1. Professional Secrecy
Erya operates as a law firm (“cabinet d’avocat”) governed by French professional and ethical rules applicable to registered lawyers (“avocats”). All information entrusted to the Firm, including personal data, is protected by legal professional secrecy (secret professionnel de l’avocat) as defined under French law and the Règlement Intérieur National (RIN) of the legal profession. This protection and subsequent obligations apply to all matters handled by the Firm and extends to any data processed in the context of client representation, advisory work, or pre-contractual exchanges.
2. Scope and Purpose
This Privacy Policy describes how Erya (“the Firm”, “we”, “our”) processes data collected through its professional activities and through its website. The Firm only collects and processes limited personal data, necessary for the identification and contact information relating to representatives, beneficial owners, or other relevant persons acting on behalf of the Firm’s professional clients (legal entities). No sensitive or unnecessary personal data is collected. The Firm is committed to ensuring the highest level of protection for personal data in compliance with the EU General Data Protection Regulation (GDPR) and applicable French professional standards.

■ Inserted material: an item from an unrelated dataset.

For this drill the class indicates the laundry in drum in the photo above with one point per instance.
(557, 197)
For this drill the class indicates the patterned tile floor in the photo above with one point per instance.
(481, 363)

3. Overview of Processing Activities
| Purpose of Processing | Legal Basis | Data Collected | Retention Period |
|---|---|---|---|
| Client identification and verification (AML/CTF) | Legal obligation (Art. 6(1)(c) GDPR – Code monétaire et financier) | ● Legal entity identification data ● Directors and Beneficial owners identification data (personal data) | 5 years after end of relationship |
| Client contact and relationship management | Legitimate interest (Art. 6(1)(f) GDPR) | Client representatives contact details (potential personal data) | Duration of mandate + 10 years |
| Communication and professional updates | Legitimate interest (Art. 6(1)(f) GDPR) | Name, email, professional role | Until unsubscription or end of professional relationship |
| Website and cookies | Legitimate interest (Art. 6(1)(f) GDPR) | Only strictly necessary cookies (e.g. session test cookie) are used*. | Session cookies deleted when the browser is closed |
4. Data Hosting and Transfers
Client identification and verification data may be transferred to competent authorities as required by law; under the conditions and protections applicable to the activity of French registered lawyers (“avocats”).
Erya’s operations rely on third party providers to host and secure access to clients data, as described below.
| Hosting / Processor | Purpose | Location / Safeguards | Notes |
|---|---|---|---|
| Microsoft Cloud Services (EU region) | ● Storage of emails and documents received from and sent to Clients, ● Backups | EU datacentres with: ● GDPR DPA in place; ● Audited cybersecurity and data access protocols | Clients may request isolated alternative processing environment. |
| Accounting SaaS | Invoice and client accounting management information | EU-based service provider ● Contractual confidentiality; ● GDPR-compliant processor | Administrative data |
| OVH (website host) | Website hosting and maintenance | EU-based; contractual confidentiality; limited technical access | Technical data only (no client data) |
5. Data Subjects’ Rights
| Right | Description | How to Exercise |
|---|---|---|
| Access | Obtain a copy of personal data processed | Contact DPO |
| Rectification | Request correction of inaccurate or incomplete data | Contact DPO |
| Erasure | Request deletion where legally permissible | Contact DPO |
| Restriction / Objection | Limit or object to processing in specific circumstances | Contact DPO |
| Complaint | File data management related complaints | Contact DPO or CNIL – 3 place de Fontenoy – 75007 Paris |
6. Data Protection Officer
Erya Legal has appointed a Data Protection Officer (DPO) who can be contacted for any inquiry or request regarding data processing:
📧 dpo@erya-legal.com
7. Updates
This Privacy Policy may be updated periodically to reflect legal, technical, or organisational developments. The latest version is always available on our website.